Agent CLI: Memory System Technical Specification¶
This document serves as the authoritative technical reference for the agent-cli memory subsystem. It details the component architecture, data structures, internal algorithms, and control flows implemented in the codebase.
High-Level Overview¶
For sharing with friends who want the gist without the technical deep-dive.
The Problem¶
LLMs are stateless. Every conversation starts fresh. They don't remember you told them your wife's name is Anne, or that you hate mushrooms, or that you're working on a Python project.
How It Works¶
- After each message, an LLM extracts atomic facts ("User's wife is named Anne")
- These facts get stored and made searchable
- Before your next message, relevant memories get pulled in automatically
- The LLM now "remembers" things about you
What Makes It Different¶
-
Reconciliation, not just accumulation: If you say "I love pizza" today and "I hate pizza" next month, most systems would just store both. This one uses an LLM to detect the contradiction and update the old fact. It actively manages memory, not just appends to it.
-
Recency-aware: Recent memories score higher than old ones. What you said yesterday matters more than what you said six months ago for most queries.
-
Diversity selection: If you've mentioned five different times that you like coffee, it won't waste your context window by injecting all five variations. It picks the most relevant one and moves on.
-
Human-readable persistence: Every memory is a markdown file on disk. You can read them, edit them, delete them. Optional git integration means you have full version history of everything the system remembers.
-
Summarization: For long conversations, it maintains a rolling summary so you don't hit token limits.
In One Sentence¶
A local-first system that gives LLMs persistent memory across conversations, with the twist that everything stays human-readable files on disk and it uses smarter scoring (recency + diversity + relevance) instead of just embedding similarity.
Try It Now¶
Get an LLM that remembers you using Ollama.
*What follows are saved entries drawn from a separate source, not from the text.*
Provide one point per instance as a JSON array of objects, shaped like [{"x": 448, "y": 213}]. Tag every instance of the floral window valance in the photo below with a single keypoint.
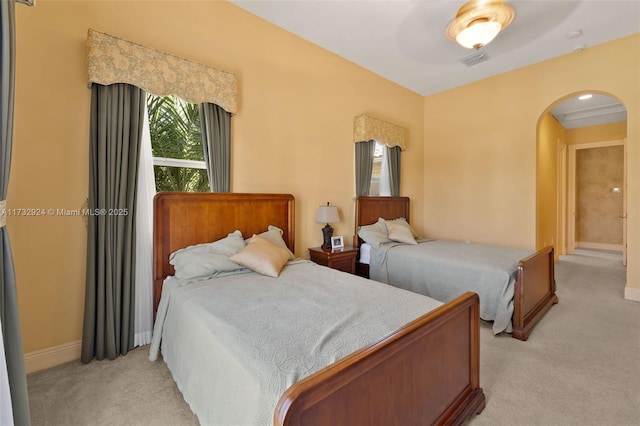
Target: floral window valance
[
  {"x": 114, "y": 60},
  {"x": 366, "y": 128}
]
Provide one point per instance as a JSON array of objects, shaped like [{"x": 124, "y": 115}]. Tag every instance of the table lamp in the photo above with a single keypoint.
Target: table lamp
[{"x": 327, "y": 214}]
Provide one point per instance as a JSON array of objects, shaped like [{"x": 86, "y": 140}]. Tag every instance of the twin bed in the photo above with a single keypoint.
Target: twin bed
[
  {"x": 309, "y": 345},
  {"x": 516, "y": 287}
]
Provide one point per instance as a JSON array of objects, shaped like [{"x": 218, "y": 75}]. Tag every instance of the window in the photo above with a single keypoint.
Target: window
[
  {"x": 176, "y": 145},
  {"x": 380, "y": 184}
]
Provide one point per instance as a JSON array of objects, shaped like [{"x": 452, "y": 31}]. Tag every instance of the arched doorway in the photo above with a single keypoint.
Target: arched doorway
[{"x": 581, "y": 174}]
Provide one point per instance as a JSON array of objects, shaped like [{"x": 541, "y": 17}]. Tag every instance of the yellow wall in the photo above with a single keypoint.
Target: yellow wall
[
  {"x": 470, "y": 166},
  {"x": 293, "y": 132},
  {"x": 480, "y": 145},
  {"x": 600, "y": 133},
  {"x": 551, "y": 138}
]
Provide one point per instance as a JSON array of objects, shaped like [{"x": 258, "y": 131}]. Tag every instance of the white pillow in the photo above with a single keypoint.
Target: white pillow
[
  {"x": 274, "y": 235},
  {"x": 262, "y": 256},
  {"x": 208, "y": 258},
  {"x": 400, "y": 233},
  {"x": 402, "y": 221}
]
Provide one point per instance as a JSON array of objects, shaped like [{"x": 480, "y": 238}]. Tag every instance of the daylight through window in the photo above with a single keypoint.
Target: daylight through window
[
  {"x": 176, "y": 144},
  {"x": 380, "y": 184}
]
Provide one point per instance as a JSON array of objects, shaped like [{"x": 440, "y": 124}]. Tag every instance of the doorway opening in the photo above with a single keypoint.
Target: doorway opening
[{"x": 581, "y": 176}]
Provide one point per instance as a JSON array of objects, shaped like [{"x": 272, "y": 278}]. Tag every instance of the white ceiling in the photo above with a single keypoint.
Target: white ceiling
[{"x": 405, "y": 42}]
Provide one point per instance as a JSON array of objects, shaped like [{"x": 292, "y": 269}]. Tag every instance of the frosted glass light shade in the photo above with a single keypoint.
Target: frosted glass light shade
[
  {"x": 327, "y": 214},
  {"x": 478, "y": 34}
]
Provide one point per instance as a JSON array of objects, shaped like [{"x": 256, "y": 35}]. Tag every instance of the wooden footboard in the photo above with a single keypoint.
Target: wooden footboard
[
  {"x": 425, "y": 373},
  {"x": 534, "y": 292}
]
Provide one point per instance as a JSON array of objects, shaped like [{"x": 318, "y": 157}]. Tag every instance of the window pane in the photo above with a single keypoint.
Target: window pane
[
  {"x": 181, "y": 179},
  {"x": 376, "y": 173},
  {"x": 175, "y": 128}
]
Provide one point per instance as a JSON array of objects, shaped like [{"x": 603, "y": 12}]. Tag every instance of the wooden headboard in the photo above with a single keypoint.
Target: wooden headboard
[
  {"x": 370, "y": 208},
  {"x": 182, "y": 219}
]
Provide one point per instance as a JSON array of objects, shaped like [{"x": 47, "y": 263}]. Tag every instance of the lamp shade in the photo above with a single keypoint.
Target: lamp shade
[{"x": 327, "y": 214}]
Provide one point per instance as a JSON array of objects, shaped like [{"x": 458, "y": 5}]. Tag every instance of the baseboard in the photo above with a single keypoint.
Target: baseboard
[
  {"x": 631, "y": 293},
  {"x": 50, "y": 357}
]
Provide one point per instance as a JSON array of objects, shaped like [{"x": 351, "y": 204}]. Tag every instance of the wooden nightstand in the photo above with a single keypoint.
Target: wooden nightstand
[{"x": 341, "y": 259}]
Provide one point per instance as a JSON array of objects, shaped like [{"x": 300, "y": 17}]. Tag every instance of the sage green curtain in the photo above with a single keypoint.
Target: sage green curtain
[
  {"x": 117, "y": 113},
  {"x": 216, "y": 142},
  {"x": 9, "y": 315},
  {"x": 393, "y": 160},
  {"x": 364, "y": 166}
]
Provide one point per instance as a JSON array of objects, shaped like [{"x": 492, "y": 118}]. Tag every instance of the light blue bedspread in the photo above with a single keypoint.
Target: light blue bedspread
[
  {"x": 445, "y": 269},
  {"x": 234, "y": 344}
]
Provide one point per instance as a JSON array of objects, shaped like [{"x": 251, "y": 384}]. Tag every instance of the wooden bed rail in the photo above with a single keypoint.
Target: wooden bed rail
[
  {"x": 425, "y": 373},
  {"x": 534, "y": 291}
]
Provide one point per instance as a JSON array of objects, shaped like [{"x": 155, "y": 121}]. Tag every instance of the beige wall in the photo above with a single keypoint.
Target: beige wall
[
  {"x": 598, "y": 208},
  {"x": 470, "y": 166},
  {"x": 480, "y": 145},
  {"x": 599, "y": 133},
  {"x": 293, "y": 131}
]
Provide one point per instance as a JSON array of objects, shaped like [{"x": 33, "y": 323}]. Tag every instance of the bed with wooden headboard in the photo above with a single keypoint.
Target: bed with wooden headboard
[
  {"x": 426, "y": 372},
  {"x": 534, "y": 290}
]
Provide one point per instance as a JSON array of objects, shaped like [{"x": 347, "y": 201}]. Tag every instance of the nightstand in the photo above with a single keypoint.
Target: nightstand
[{"x": 341, "y": 259}]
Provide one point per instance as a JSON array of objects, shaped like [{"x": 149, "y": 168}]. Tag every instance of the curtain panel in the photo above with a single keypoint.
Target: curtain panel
[
  {"x": 117, "y": 113},
  {"x": 364, "y": 166},
  {"x": 216, "y": 142},
  {"x": 15, "y": 379},
  {"x": 393, "y": 161}
]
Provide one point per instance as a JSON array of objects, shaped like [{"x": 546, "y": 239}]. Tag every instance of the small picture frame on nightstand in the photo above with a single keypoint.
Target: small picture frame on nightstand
[{"x": 337, "y": 242}]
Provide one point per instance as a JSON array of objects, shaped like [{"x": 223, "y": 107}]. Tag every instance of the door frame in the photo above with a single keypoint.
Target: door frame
[{"x": 571, "y": 192}]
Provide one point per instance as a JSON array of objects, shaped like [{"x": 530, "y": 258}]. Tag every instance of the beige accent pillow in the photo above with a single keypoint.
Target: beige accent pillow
[
  {"x": 262, "y": 256},
  {"x": 402, "y": 221},
  {"x": 400, "y": 233}
]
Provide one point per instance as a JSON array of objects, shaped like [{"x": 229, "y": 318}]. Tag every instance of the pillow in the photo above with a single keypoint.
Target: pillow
[
  {"x": 202, "y": 264},
  {"x": 400, "y": 233},
  {"x": 402, "y": 221},
  {"x": 229, "y": 245},
  {"x": 274, "y": 236},
  {"x": 374, "y": 234},
  {"x": 208, "y": 258},
  {"x": 262, "y": 256}
]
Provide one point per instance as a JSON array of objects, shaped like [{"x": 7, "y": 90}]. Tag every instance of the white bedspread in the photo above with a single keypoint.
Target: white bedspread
[
  {"x": 444, "y": 270},
  {"x": 234, "y": 344}
]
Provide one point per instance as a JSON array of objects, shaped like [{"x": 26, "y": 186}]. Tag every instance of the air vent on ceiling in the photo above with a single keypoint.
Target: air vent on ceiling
[{"x": 476, "y": 58}]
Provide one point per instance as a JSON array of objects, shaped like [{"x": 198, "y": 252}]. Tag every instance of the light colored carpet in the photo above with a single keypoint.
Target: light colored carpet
[{"x": 580, "y": 366}]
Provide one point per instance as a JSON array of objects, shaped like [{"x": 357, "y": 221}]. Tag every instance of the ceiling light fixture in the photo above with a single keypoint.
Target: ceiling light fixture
[{"x": 479, "y": 21}]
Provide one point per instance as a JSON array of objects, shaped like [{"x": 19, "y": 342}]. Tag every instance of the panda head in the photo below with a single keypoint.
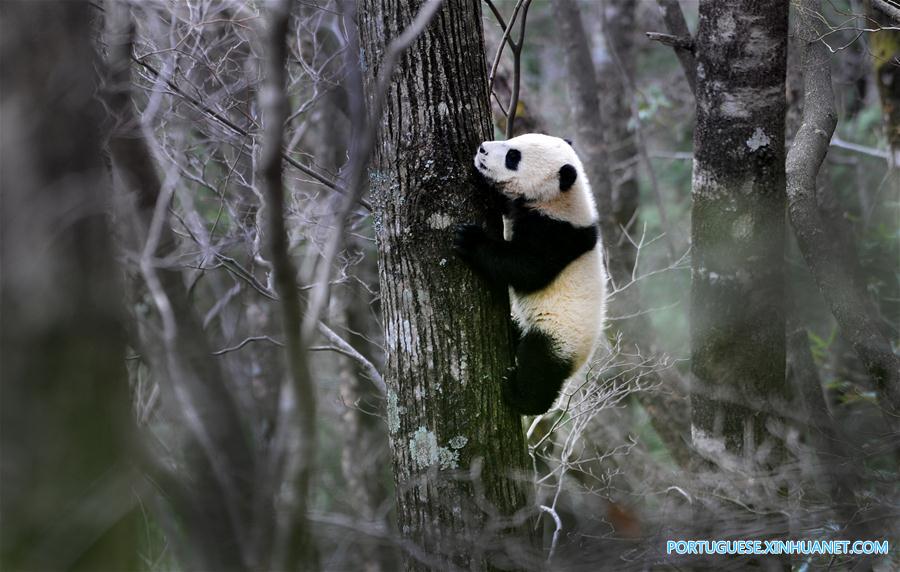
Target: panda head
[{"x": 534, "y": 168}]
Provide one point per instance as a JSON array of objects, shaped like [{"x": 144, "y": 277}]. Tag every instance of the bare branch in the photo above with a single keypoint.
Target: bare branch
[
  {"x": 681, "y": 42},
  {"x": 349, "y": 351},
  {"x": 888, "y": 8},
  {"x": 680, "y": 39},
  {"x": 296, "y": 428},
  {"x": 362, "y": 145}
]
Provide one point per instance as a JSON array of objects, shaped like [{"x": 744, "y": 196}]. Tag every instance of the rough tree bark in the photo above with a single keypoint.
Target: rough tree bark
[
  {"x": 667, "y": 411},
  {"x": 737, "y": 314},
  {"x": 446, "y": 336},
  {"x": 213, "y": 493},
  {"x": 64, "y": 399}
]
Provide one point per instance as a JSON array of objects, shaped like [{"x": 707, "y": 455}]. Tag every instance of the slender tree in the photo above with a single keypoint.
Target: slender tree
[
  {"x": 446, "y": 336},
  {"x": 668, "y": 411},
  {"x": 737, "y": 313}
]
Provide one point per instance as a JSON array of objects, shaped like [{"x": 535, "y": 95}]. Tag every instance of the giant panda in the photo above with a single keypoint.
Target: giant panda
[{"x": 550, "y": 258}]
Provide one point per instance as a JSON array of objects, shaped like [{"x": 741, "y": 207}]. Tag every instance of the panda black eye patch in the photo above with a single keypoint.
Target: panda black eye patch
[{"x": 513, "y": 156}]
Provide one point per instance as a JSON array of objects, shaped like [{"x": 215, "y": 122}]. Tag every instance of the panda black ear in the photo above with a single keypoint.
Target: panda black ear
[{"x": 567, "y": 176}]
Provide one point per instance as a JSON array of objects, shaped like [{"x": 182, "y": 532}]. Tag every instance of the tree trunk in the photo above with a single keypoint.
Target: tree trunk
[
  {"x": 447, "y": 338},
  {"x": 737, "y": 313},
  {"x": 667, "y": 410},
  {"x": 67, "y": 487}
]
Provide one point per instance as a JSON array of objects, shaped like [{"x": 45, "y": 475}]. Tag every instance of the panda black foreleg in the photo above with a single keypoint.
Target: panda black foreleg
[{"x": 539, "y": 375}]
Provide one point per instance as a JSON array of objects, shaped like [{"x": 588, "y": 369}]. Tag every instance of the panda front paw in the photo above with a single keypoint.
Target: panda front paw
[{"x": 466, "y": 240}]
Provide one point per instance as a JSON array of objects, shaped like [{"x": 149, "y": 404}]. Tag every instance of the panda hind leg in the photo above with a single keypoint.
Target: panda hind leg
[{"x": 539, "y": 375}]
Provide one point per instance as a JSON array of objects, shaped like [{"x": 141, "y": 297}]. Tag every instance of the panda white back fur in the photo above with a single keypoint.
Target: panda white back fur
[{"x": 551, "y": 259}]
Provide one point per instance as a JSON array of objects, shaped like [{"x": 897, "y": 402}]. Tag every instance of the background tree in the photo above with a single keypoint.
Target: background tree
[{"x": 68, "y": 480}]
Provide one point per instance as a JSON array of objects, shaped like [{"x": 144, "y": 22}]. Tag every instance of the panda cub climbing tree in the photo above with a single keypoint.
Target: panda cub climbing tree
[{"x": 550, "y": 258}]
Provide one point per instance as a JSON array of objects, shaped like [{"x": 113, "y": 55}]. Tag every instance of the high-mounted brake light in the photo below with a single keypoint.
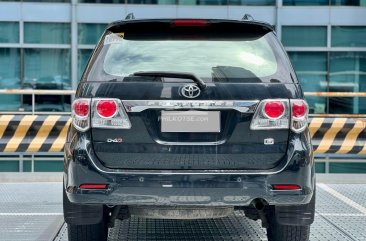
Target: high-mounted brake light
[
  {"x": 93, "y": 186},
  {"x": 288, "y": 187},
  {"x": 299, "y": 115},
  {"x": 274, "y": 109},
  {"x": 190, "y": 22},
  {"x": 106, "y": 108},
  {"x": 80, "y": 114},
  {"x": 271, "y": 114}
]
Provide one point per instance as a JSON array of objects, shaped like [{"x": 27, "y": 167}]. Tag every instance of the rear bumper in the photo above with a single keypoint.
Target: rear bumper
[{"x": 185, "y": 188}]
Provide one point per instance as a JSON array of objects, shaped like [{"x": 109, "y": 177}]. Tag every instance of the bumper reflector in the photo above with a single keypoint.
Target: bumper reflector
[
  {"x": 93, "y": 186},
  {"x": 286, "y": 187}
]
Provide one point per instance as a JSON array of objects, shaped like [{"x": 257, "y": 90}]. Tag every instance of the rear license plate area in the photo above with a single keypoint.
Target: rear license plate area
[{"x": 190, "y": 121}]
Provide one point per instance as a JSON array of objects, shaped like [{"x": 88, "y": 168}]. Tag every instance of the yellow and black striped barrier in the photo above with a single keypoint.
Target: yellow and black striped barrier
[
  {"x": 338, "y": 135},
  {"x": 47, "y": 133}
]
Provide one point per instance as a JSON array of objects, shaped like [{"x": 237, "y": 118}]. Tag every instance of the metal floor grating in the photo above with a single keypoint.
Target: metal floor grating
[{"x": 34, "y": 212}]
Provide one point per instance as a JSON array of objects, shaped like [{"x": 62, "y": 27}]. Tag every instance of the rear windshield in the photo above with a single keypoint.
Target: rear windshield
[{"x": 240, "y": 59}]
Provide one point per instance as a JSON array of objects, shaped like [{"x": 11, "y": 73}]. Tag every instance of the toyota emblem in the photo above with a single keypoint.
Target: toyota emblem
[{"x": 190, "y": 91}]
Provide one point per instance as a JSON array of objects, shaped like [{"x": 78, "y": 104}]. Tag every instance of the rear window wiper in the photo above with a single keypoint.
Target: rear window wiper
[{"x": 178, "y": 75}]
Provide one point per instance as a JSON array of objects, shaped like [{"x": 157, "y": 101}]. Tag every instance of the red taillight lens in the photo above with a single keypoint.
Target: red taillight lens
[
  {"x": 274, "y": 109},
  {"x": 299, "y": 109},
  {"x": 106, "y": 108},
  {"x": 286, "y": 187},
  {"x": 190, "y": 22},
  {"x": 93, "y": 186},
  {"x": 81, "y": 108}
]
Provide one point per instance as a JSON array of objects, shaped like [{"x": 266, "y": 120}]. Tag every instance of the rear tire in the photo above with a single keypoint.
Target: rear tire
[{"x": 278, "y": 232}]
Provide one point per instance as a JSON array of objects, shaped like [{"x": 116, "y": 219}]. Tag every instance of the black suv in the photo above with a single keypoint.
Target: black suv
[{"x": 188, "y": 119}]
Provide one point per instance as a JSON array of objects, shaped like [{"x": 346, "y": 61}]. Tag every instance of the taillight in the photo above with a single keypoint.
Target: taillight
[
  {"x": 109, "y": 114},
  {"x": 274, "y": 109},
  {"x": 80, "y": 114},
  {"x": 277, "y": 114},
  {"x": 288, "y": 187},
  {"x": 299, "y": 115},
  {"x": 106, "y": 108},
  {"x": 271, "y": 114}
]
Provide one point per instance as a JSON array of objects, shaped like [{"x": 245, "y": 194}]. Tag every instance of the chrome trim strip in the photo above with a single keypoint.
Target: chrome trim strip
[{"x": 246, "y": 106}]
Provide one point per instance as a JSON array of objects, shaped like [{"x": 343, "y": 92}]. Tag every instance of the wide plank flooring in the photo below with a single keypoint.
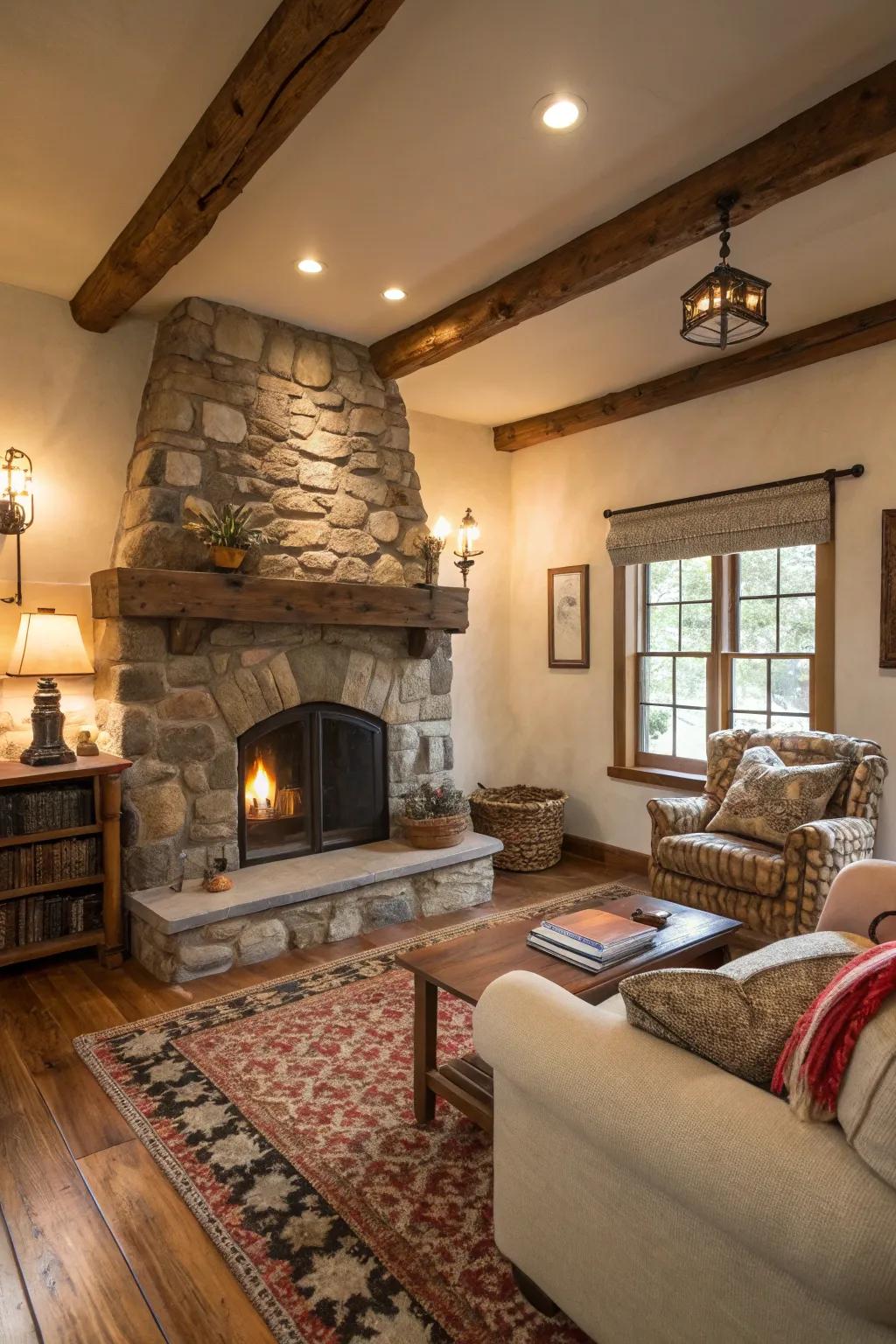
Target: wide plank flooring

Two options:
Option A: With Open WebUI (web interface)
# 1. Pull the required models (one-time setup)
ollama pull embeddinggemma:300m # for memory embeddings
ollama pull qwen3:4b # for chat
# 2. Start Open WebUI (runs in background)
# On Linux, add: --add-host=host.docker.internal:host-gateway
docker run -d -p 3000:8080 \
-v open-webui:/app/backend/data \
-e WEBUI_AUTH=false \
-e OPENAI_API_BASE_URL=http://host.docker.internal:8100/v1 \
-e OPENAI_API_KEY=dummy \
ghcr.io/open-webui/open-webui:main
# 3. Start the memory proxy (runs in foreground so you can watch the logs)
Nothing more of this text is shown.